Opinion
61575.
DECIDED JUNE 30, 1981.
Action on note. Crisp Superior Court. Before Judge Gregory.
C. David Smith, for appellant.
John C. Pridgen, for appellee.
The Bank of Pinehurst (hereinafter Bank) brought this action against appellant Martha W. McGarr to recover the principal, interest and attorney fees under three promissory notes, two of which appellant had signed as guarantor. Appellant brings this appeal from the trial court's grant of the Bank's motion for summary judgment and contends that there remain genuine issues of fact as to her affirmative defenses of failure of consideration, fraud and negligence. Appellant's argument and citation of authority relate only to the two notes she executed as guarantor. She does not dispute the existence of the notes, that they are in default, that she signed the notes as guarantor, or that they are due and payable.
1. As to the issue of lack of consideration, the record shows that appellant's brother, Willie Bob Walters, executed and delivered two promissory notes to the Bank. Part of the collateral for these notes was a $20,000 certificate of deposit. In exchange for the release of this collateral, appellant signed a guaranty of payment agreement on each of her brother's notes. "There is sufficient consideration to support an agreement to answer for the debt of another, when the creditor is thereby induced by the promisor to relinquish a valuable lien which he had acquired upon the property to secure the original debt." Bluthenthal Bickart v. Moore, 106 Ga. 424 (1) ( 32 S.E. 344) (1898); see generally General Fin. Corp. v. Welborn, 98 Ga. App. 280 ( 105 S.E.2d 386) (1958). Accordingly, there remains no issue of fact as to consideration to be decided.

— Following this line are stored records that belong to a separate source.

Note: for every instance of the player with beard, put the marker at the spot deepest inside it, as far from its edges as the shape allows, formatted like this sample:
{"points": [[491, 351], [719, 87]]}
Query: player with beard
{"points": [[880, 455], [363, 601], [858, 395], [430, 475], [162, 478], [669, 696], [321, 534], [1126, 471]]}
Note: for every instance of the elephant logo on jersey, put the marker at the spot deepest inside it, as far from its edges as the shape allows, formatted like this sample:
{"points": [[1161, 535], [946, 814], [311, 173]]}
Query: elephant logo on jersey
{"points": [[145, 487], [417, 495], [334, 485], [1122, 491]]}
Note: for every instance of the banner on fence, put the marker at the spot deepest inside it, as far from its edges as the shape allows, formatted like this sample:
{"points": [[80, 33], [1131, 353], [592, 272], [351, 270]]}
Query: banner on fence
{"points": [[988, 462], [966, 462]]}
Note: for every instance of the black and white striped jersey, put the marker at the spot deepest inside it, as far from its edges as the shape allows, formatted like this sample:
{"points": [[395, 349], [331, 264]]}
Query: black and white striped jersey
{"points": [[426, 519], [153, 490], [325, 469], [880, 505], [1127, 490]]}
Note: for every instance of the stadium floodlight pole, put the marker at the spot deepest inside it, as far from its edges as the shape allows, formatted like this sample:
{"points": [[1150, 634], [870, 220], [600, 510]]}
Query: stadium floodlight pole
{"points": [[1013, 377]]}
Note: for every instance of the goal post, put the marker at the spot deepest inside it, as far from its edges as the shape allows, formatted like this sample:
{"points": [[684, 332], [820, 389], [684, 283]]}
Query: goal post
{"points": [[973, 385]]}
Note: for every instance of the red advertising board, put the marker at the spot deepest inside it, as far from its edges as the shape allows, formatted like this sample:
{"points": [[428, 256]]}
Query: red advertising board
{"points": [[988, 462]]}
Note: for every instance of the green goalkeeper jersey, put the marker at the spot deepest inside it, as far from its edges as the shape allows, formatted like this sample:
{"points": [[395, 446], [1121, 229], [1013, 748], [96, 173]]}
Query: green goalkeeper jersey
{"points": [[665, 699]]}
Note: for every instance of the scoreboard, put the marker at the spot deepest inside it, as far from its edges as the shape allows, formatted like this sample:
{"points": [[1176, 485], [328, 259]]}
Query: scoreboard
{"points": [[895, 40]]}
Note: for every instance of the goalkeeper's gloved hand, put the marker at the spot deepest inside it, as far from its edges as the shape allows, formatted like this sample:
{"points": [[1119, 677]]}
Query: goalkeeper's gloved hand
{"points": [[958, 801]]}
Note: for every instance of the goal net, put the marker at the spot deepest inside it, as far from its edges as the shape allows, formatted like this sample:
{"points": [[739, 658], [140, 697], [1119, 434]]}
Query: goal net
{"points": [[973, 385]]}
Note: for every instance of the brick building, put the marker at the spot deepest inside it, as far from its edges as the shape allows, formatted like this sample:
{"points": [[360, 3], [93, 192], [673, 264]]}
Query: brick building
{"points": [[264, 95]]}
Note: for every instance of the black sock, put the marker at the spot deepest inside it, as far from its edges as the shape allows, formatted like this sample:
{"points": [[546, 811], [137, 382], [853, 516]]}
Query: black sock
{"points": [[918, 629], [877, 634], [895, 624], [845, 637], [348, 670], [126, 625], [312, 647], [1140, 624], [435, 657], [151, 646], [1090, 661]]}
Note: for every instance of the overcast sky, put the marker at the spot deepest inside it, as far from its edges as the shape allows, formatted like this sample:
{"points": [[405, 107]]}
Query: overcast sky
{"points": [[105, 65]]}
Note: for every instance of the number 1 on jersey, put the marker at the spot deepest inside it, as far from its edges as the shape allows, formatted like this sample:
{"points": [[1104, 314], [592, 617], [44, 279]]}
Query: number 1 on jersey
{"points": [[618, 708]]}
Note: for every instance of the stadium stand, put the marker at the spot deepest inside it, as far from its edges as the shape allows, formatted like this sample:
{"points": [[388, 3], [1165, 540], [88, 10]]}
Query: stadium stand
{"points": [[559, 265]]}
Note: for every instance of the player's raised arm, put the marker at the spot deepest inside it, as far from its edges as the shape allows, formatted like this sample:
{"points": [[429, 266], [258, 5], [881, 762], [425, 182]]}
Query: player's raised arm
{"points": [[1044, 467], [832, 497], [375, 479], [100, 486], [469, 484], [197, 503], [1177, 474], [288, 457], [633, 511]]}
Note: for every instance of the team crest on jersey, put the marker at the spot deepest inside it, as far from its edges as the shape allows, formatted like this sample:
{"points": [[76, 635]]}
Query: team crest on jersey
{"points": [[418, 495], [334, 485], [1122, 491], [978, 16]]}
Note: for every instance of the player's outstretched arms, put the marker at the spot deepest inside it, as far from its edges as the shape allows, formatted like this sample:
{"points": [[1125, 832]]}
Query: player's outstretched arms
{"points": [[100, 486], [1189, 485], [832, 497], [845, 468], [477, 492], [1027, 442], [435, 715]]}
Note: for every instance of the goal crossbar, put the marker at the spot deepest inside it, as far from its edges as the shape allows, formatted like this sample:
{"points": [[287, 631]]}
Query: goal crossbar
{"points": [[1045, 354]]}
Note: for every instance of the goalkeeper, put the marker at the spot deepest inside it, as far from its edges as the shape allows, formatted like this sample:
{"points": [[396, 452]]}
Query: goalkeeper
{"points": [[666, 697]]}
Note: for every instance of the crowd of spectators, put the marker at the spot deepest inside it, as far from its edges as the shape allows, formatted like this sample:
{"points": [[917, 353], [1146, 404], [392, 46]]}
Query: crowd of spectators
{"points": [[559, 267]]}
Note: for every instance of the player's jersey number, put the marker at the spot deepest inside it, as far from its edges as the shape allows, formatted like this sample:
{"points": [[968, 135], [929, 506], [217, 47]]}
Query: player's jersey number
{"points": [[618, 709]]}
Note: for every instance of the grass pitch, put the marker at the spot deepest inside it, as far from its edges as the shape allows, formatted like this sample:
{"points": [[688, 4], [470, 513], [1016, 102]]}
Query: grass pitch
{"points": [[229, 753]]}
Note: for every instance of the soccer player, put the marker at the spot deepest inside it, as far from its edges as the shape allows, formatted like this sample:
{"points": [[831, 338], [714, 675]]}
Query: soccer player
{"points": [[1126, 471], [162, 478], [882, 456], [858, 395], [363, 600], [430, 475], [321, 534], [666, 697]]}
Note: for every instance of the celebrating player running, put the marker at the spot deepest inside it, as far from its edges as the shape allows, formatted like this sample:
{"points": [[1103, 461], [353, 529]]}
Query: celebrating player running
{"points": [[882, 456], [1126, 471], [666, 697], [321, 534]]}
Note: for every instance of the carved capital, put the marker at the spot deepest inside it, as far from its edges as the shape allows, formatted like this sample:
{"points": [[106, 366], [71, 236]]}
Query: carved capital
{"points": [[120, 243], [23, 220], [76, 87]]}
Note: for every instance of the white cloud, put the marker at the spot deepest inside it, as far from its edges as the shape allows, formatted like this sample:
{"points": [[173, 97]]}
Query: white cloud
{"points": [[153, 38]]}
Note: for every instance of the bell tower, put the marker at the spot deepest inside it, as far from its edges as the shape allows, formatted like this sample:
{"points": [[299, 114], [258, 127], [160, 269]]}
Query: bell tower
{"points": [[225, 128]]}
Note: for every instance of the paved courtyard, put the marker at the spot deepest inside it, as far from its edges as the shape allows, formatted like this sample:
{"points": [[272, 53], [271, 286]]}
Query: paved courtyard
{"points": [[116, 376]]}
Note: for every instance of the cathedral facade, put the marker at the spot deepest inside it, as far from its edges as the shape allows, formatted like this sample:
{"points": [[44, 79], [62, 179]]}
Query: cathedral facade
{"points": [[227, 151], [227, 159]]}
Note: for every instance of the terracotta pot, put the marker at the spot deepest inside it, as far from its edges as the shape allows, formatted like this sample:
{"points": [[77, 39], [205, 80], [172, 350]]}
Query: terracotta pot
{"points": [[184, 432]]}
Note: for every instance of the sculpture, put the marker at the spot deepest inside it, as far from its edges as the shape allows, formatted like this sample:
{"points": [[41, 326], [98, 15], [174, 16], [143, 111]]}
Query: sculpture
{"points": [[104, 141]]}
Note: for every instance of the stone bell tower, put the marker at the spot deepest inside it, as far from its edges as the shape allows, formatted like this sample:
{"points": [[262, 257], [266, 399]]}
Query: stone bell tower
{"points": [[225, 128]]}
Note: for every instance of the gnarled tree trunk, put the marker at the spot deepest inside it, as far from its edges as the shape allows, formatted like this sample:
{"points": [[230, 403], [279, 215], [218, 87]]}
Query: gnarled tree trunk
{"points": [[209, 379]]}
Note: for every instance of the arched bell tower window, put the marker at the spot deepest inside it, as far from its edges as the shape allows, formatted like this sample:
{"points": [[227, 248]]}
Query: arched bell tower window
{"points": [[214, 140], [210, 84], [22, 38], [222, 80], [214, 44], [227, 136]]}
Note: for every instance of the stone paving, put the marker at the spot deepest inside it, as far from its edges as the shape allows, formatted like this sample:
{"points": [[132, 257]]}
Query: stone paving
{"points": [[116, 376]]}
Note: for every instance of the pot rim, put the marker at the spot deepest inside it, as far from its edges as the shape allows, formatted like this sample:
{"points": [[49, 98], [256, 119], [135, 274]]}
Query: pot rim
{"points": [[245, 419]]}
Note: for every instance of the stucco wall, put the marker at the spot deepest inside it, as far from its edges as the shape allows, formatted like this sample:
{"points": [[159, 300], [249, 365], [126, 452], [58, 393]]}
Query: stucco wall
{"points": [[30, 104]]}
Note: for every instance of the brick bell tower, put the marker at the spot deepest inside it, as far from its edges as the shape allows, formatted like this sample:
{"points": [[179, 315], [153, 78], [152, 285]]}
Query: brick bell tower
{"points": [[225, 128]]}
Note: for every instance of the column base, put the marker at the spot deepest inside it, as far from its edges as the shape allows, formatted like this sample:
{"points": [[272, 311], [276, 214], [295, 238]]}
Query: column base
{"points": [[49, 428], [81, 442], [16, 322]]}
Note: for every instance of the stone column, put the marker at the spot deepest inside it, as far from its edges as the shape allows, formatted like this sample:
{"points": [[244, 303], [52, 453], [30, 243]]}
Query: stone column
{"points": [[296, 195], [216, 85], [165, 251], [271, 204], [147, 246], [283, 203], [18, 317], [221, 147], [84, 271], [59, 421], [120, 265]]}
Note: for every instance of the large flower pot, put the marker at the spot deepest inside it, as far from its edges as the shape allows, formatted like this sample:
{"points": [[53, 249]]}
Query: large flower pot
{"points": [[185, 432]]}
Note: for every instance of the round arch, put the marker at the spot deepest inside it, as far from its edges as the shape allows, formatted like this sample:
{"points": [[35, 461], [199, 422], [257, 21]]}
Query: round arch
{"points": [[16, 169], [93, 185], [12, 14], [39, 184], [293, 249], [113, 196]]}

2. Appellant contends that she was induced to sign the two notes in question by fraudulent misrepresentations made to her by bank officials to the effect that the Bank would participate in a Small Business Administration loan to her brother. This contention "is controlled adversely to [appellant] by Bonner v. Wachovia Mtg. Co., 142 Ga. App. 748, 749-750 ( 236 S.E.2d 877) (1977), wherein this court held: `There is no merit in Bonner's contention that he was unlawfully misled by Wachovia's promises to make the development loan, even if Wachovia had no intention of making such advances. The general rule is that fraud cannot be predicated upon statements which are promissory in their nature as to future acts. Adamson v. Maddox, 111 Ga. App. 533, 535 (3) ( 142 S.E.2d 313) (1965) . . . Under these circumstances, we conclude that a promise, even a false promise, to perform an act in the future is not a false pretense or false representation, and does not constitute the basis for an action for fraud. Turpin v. North Am. Acceptance Corp., 119 Ga. App. 212, 216 ( 166 S.E.2d 588) (1969).' See also Rizk v. Jones, 148 Ga. App. 473 ( 251 S.E.2d 360) (1978)." Hornsby v. First Nat. Bank of Atlanta, 154 Ga. App. 155, 157 ( 267 S.E.2d 780) (1980).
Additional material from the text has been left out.